By by this way by constant current driven OLED904, even if the luminosity of OLED904 also can remain constant when the resistance value of OLED904 changes due to degeneration.

In such image element circuit, in order to compensate the deviation and the variation that provide the threshold voltage of the transistor of electric current to OLED, there will be a known a kind of technology for detection threshold voltage (such as, disclosing the open 2012-128386 (patent documentation 2) of the uncensored patent of 2013/0169611 (patent documentation 1) and Japan see the uncensored patented claim of the U.S.).As threshold voltage detection technique, below two types are main flows.(1) a kind of technology (diode connecting-type), be connected with drain terminal by gate terminal, and make the interim conducting of driving transistors, electric current flows between drain terminal and source terminal, make gate source voltage Vgs automatically close to threshold voltage vt h.(2) a kind of technology (source follower type), by the current potential of fixing gate terminal, and make the interim conducting of driving transistors, electric current flows between drain terminal and source terminal, makes gate source voltage Vgs automatically close to threshold voltage vt h.The favourable part of source follower type is, even if the sedimentation type transistor (depressiontypetransistor) still flowed for the electric current as Vgs=0V also can detection threshold voltage Vth.

But, in the existing image element circuit with threshold voltage measuring ability, there is following point.

(1) contrast is caused to reduce by leakage luminescence during homing action.Its reason is as described below, is that electric current flows in OLED during non-luminescent, produces invalid leakage luminescence.(a) between threshold voltage detection period in, the water conservancy diversion flowing through driving transistors flows through OLED.B (), in the reseting period of capacitor, the charging current of capacitor flows through OLED.

(2) due to the hysteresis characteristic of driving transistors, even if view data is from black to being rewritten completely in vain, also need, through several frame, black image is become white image completely.

This phenomenon is commonly referred to image retention.In other words, if electric current does not flow to driving transistors for a long time, then the hysteresis characteristic of driving transistors starts to be initialised.Like this, even if when the white displays Vgs applying to determine based on this initialized hysteresis characteristic is biased, when lighting, electric current still reduces immediately because of hysteresis characteristic, makes it be not enough to provide the original intensity of white displays.

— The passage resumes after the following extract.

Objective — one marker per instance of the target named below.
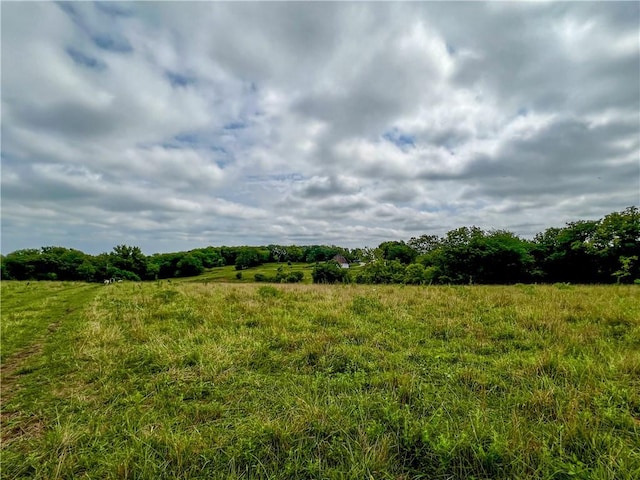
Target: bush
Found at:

(3) owing to being confined to a horizontal scan period between threshold voltage detection period, so when display resolution uprises, the compensation precision of threshold voltage is deteriorated.

There is provided from data line in a horizontal scan period to provide in the time of reference voltage or in a horizontal scan period from data line perform threshold voltage in the time of data voltage detection (such as, see Fig. 4 of patent documentation 1, Fig. 4 of patent documentation 2).Like this, although can for more than the above detection threshold voltage of horizontal scan period, because the impact being subject to the data voltage being provided to neighboring pixel circuits can produce crosstalk.

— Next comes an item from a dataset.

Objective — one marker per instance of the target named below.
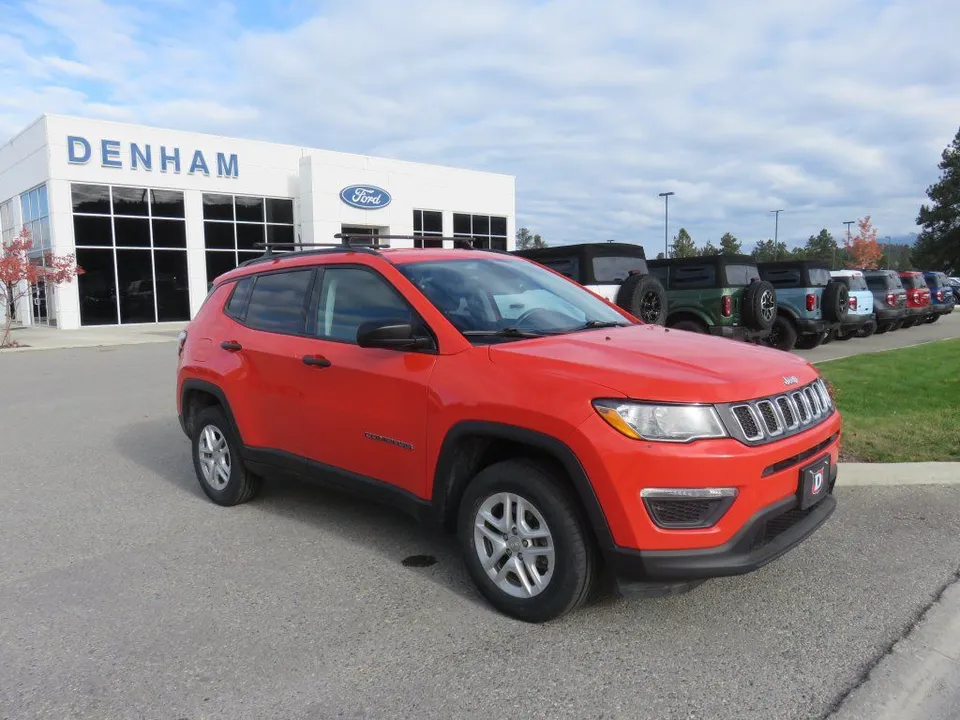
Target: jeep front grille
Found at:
(770, 418)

Meanwhile, display resolution improves more, and a horizontal scan period becomes shorter.When a horizontal scan period becomes shorter, also shorten between threshold voltage detection period.Like this, before gate source voltage Vgs reaches threshold voltage vt h, the detection of threshold voltage must be terminated.Thus, because the accuracy of detection of threshold voltage reduces, so the compensation precision of threshold voltage is also deteriorated.

Consider above-mentioned situation, the object of the invention is first to provide a kind of image element circuit preventing the contrast caused by leakage luminescence during homing action from reducing.

In addition, the second object of the present invention is to provide and a kind ofly improves the accuracy of detection of threshold voltage and prevent the image element circuit of image retention.

Summary of the invention

Be so a kind of image element circuit according to the image element circuit of illustrative aspects of the present invention, this image element circuit possesses: light-emitting component; Driving transistors, is supplied to described light-emitting component by the electric current corresponding to applied voltage; Capacitor unit, keeps comprising the threshold voltage of described driving transistors and the voltage of data voltage and described voltage being applied to described driving transistors; And switch portion, described capacitor unit is made to keep comprising the voltage of described threshold voltage and described data voltage, wherein, described switch portion has: electric current detours transistor, and the electric current provided from described driving transistors is detoured to reference voltage source line without described light-emitting component.

As exemplary advantage according to the present invention, the present invention is designed to include for allowing the electric current that provides from the driving transistors electric current detoured without light-emitting component to reference voltage source line to detour transistor.Therefore, by making when homing action electric current detour transistor turns, prevent the contrast caused by leakage luminescence during homing action from reducing.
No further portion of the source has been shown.